According to the group’s Website, http://www.jofa.org, “JOFA is guided by the principle that halachic Judaism offers many opportunities for observant Jewish women to enhance their ritual observance and to increase their participation in communal leadership.”

Zlochower, director of full-time programs and an instructor of Talmud and halacha at the Drisha Institute in New York, has written and lectured widely on topics relating to halacha, feminism, and women’s religious leadership. Together with scholar and teacher Rahel Berkovits, who lectures at the Pardes Institute of Jewish Studies in Jerusalem, Zlochower has already led discussions of the two guides.

“We’ve done it in a number of synagogues in New York,” she said. “This is our first time in New Jersey,” she added, noting that she hopes to do a session in Teaneck.

“My generation didn’t have the background to look things up,” said Katz, who serves on the JOFA board, explaining that the goal of Ta Shma is to make information “easily accessible.” While there is a charge for the printed booklets, the two source guides can be downloaded for free at the organization’s Website.

Katz explained that the topics chosen for the source guides are the “most frequently asked questions” received by the organization. For example, she said, divorced or single women have not known whether they are permitted to recite kiddush on Shabbat, when, in fact, they are obligated to do so in the absence of a man.

“We are not looking to be controversial or to push the envelope,” said Katz, stressing that the purpose of Ta Shma is educational. The next two guides will deal with reciting Kaddish and women’s obligations as regards Megillat Esther.

According to the group’s Website, “the guides are designed for everyone — from well- versed scholars and rabbis to lay people and those with a limited Hebrew-language background — and are suitable for individual, havruta [partner study], and class study.”

Katz said she hopes the Englewood session will attract people “interested in learning the ‘whys and hows’ of ritual practice for women — anyone who takes religion seriously and is interested in the background” of ritual practice. “Our shul is into anything that has to do with learning,” she said, explaining that she has dedicated the Ta Shma project to her late father, Jacques Censor, who encouraged her own religious studies.

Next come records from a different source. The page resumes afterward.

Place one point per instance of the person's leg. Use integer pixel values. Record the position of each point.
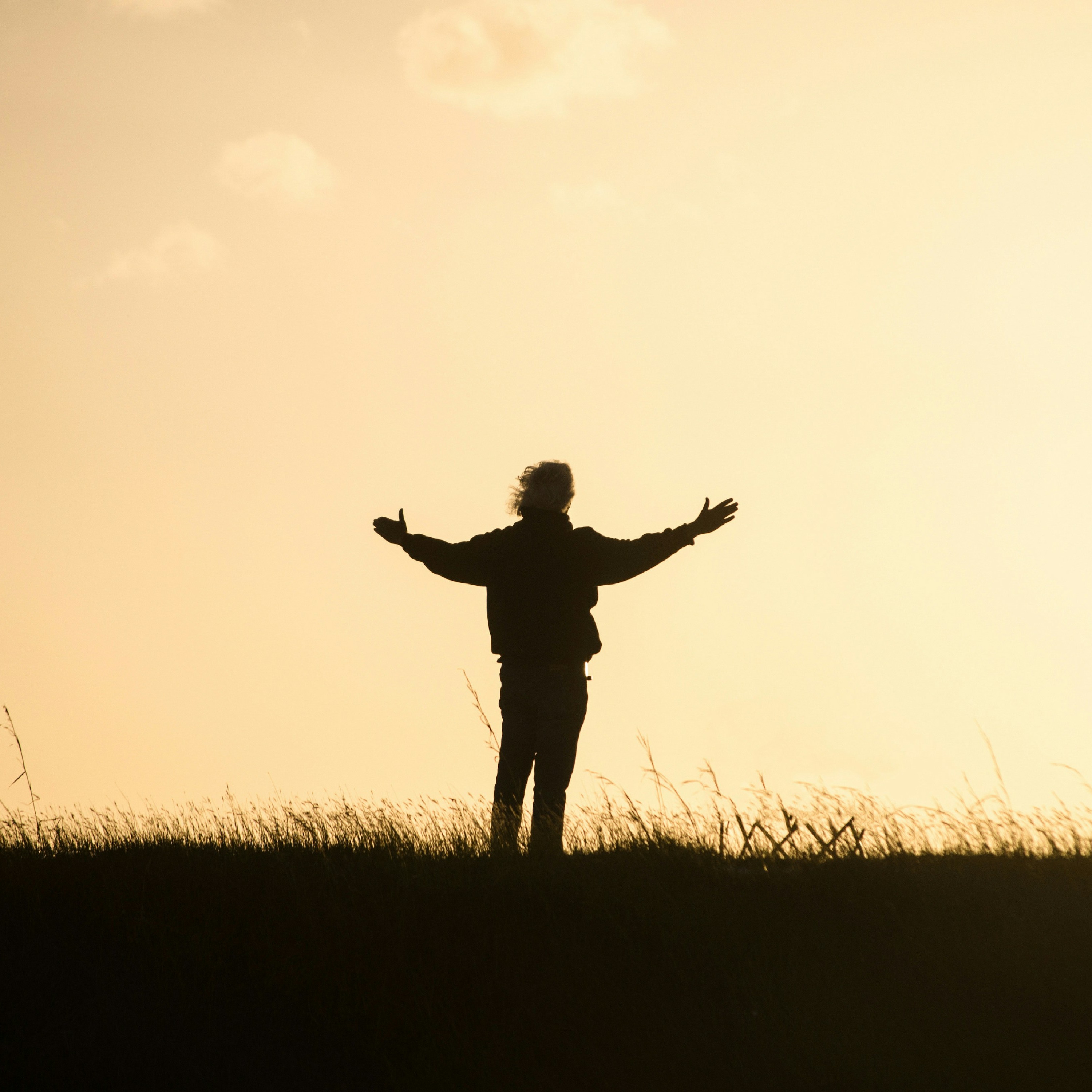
(562, 711)
(518, 709)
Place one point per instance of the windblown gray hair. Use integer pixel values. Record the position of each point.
(546, 485)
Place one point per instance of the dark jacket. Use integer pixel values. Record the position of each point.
(542, 579)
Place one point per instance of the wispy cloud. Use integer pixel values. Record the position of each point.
(162, 9)
(177, 249)
(517, 58)
(277, 167)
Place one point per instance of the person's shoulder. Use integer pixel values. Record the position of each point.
(587, 534)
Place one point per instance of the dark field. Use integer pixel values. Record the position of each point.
(164, 961)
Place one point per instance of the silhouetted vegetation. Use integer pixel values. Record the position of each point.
(362, 945)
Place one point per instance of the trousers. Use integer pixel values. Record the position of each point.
(542, 710)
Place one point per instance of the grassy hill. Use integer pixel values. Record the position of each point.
(359, 946)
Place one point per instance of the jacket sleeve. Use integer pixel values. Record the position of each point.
(466, 563)
(618, 559)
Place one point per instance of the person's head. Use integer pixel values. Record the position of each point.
(546, 486)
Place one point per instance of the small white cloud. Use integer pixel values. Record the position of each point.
(277, 167)
(162, 9)
(516, 58)
(687, 212)
(177, 249)
(594, 197)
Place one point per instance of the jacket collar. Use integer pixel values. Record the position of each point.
(545, 518)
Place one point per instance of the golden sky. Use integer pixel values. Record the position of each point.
(272, 269)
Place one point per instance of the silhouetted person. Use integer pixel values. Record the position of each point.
(542, 579)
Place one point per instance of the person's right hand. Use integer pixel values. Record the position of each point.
(393, 531)
(713, 519)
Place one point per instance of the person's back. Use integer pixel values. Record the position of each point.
(542, 580)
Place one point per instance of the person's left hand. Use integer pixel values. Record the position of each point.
(712, 519)
(393, 531)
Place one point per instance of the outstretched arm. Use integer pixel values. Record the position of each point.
(464, 563)
(618, 559)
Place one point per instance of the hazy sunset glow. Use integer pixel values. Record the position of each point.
(276, 269)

“He used to say it’s very easy to say that something is forbidden. He would point to his set of the Talmud and say, ‘You see all those books, you need all of those to say you can do something. Saying no is the easy way out.’”

“My father truly believed that the only way I would likely observe halacha would be by understanding the issues behind the rulings and making the determination for myself, rather than by his telling me what to do,” Katz wrote in dedicating the project.